Safety tiers

libtmux-mcp uses a three-tier safety system to control which tools are available to AI agents.

Overview

Tier

Access

Use case

readonly

List, capture, search, info

Monitoring, browsing

mutating (default)

+ create, send_keys, rename, resize

Normal agent workflow

destructive

+ kill_server, kill_session, kill_window, kill_pane

Full control

Configuration

Set the safety tier via the LIBTMUX_SAFETY environment variable:

{
    "mcpServers": {
        "libtmux": {
            "command": "uvx",
            "args": ["libtmux-mcp"],
            "env": {
                "LIBTMUX_SAFETY": "readonly"
            }
        }
    }
}

How it works

Dual-layer gating

  1. FastMCP tag visibility: Tools are tagged with their tier. Only tags at or below the configured tier are enabled via mcp.enable(tags=..., only=True).
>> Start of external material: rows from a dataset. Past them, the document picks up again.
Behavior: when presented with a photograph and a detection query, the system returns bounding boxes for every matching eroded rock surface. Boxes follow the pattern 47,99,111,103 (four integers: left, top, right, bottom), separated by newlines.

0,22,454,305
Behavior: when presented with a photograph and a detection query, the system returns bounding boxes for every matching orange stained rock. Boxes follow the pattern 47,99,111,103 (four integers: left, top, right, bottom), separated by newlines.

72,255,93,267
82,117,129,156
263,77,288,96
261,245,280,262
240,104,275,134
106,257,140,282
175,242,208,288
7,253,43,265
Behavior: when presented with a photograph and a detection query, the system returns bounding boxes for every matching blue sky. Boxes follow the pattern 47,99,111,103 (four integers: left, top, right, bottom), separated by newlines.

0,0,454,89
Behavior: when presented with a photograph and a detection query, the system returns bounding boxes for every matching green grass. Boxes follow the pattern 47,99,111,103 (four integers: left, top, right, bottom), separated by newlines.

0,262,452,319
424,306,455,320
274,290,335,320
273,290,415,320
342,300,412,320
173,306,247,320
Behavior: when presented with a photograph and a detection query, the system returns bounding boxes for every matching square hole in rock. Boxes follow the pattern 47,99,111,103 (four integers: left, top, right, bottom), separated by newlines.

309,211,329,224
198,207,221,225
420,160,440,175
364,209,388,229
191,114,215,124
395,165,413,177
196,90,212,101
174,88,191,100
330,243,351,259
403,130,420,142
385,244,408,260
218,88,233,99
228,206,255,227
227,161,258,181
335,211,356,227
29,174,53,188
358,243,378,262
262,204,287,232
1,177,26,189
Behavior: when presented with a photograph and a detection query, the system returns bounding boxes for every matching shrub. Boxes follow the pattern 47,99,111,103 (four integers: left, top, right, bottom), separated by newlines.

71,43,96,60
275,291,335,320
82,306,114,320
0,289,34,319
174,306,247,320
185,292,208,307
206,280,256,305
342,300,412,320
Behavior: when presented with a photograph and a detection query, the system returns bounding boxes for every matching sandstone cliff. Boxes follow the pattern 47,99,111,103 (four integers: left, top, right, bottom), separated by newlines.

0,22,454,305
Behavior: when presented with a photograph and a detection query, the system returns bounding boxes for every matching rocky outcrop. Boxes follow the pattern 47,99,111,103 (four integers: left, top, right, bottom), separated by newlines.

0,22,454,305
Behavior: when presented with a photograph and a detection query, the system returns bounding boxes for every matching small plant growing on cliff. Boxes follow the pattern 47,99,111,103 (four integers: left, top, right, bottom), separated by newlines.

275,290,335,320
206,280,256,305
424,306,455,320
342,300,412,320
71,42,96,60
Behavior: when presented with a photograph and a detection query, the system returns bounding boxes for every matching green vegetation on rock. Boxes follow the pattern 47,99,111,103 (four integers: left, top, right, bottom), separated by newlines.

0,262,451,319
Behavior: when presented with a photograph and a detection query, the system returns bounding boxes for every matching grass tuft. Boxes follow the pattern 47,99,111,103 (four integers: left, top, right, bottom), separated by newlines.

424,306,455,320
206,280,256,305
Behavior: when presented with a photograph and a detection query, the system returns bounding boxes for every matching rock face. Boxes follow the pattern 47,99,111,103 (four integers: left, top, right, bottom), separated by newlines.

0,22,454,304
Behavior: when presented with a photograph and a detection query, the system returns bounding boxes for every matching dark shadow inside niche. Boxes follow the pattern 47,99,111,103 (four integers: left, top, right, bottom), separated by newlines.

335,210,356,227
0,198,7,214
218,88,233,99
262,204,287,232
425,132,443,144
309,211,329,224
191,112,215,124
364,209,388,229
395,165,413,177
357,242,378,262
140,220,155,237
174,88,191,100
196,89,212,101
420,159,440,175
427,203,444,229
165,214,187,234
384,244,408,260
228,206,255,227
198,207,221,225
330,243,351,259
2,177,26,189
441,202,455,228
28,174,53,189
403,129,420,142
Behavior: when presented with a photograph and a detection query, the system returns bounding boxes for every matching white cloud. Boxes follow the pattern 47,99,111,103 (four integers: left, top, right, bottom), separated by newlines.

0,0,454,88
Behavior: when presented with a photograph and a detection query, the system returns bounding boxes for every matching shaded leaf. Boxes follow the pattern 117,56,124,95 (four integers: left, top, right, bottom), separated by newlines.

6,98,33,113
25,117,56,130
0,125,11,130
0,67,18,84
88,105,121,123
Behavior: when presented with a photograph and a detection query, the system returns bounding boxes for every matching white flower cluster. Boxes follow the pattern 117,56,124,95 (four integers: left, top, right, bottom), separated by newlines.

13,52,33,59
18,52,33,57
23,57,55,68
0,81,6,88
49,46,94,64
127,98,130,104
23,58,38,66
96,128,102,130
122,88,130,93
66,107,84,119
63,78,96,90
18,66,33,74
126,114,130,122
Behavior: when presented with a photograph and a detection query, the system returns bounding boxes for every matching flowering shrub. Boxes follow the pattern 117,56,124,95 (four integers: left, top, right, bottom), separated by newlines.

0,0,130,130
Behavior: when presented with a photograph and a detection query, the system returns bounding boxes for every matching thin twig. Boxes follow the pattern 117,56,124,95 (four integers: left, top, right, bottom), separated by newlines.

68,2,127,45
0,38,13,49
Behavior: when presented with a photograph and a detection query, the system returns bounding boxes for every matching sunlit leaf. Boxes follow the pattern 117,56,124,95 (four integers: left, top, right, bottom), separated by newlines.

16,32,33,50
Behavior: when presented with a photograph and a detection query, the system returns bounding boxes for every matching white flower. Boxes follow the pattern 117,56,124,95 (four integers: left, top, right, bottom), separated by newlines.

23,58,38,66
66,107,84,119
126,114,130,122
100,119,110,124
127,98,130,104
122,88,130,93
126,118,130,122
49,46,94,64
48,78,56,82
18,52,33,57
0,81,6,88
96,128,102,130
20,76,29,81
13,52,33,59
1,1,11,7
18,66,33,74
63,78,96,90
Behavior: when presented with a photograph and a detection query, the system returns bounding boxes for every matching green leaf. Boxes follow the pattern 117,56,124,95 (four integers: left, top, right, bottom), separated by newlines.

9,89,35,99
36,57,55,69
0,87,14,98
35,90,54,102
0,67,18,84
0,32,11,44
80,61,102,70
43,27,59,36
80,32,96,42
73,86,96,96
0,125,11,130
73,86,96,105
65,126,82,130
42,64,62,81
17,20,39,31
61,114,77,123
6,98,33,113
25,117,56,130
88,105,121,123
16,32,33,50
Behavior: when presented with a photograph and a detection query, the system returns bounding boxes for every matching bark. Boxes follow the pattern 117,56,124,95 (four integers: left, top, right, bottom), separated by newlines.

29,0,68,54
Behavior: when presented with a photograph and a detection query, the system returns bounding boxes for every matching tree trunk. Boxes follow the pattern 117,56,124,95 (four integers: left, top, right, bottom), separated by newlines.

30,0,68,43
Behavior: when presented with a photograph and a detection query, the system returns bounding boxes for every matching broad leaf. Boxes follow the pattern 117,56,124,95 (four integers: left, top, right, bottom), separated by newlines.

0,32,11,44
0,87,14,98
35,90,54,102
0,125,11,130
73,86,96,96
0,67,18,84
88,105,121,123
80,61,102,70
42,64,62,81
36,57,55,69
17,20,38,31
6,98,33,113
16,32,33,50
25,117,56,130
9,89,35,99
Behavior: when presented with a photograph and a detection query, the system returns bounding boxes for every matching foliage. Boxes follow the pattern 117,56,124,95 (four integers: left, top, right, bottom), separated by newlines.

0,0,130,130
  2. Safety middleware: A secondary middleware layer hides tools from listings and blocks execution with clear error messages if a tool above the tier is somehow invoked.

Tool tags

Every tool is tagged with exactly one safety tier:

  • readonly — Read-only operations that don’t modify tmux state

  • mutating — Operations that create, modify, or send input to tmux objects

  • destructive — Operations that destroy tmux objects (kill commands)

Fail-closed design

Tools without a recognized tier tag are denied by default. This prevents accidentally exposing new tools without explicit safety classification.

Self-kill protection

Destructive tools include safeguards against self-harm:

  • kill_server refuses to run if the MCP server is inside the target server

  • kill_session refuses to kill the session containing the MCP pane

  • kill_window refuses to kill the window containing the MCP pane

  • kill_pane refuses to kill the pane running the MCP server

These protections use the TMUX_PANE environment variable to detect the caller’s own pane.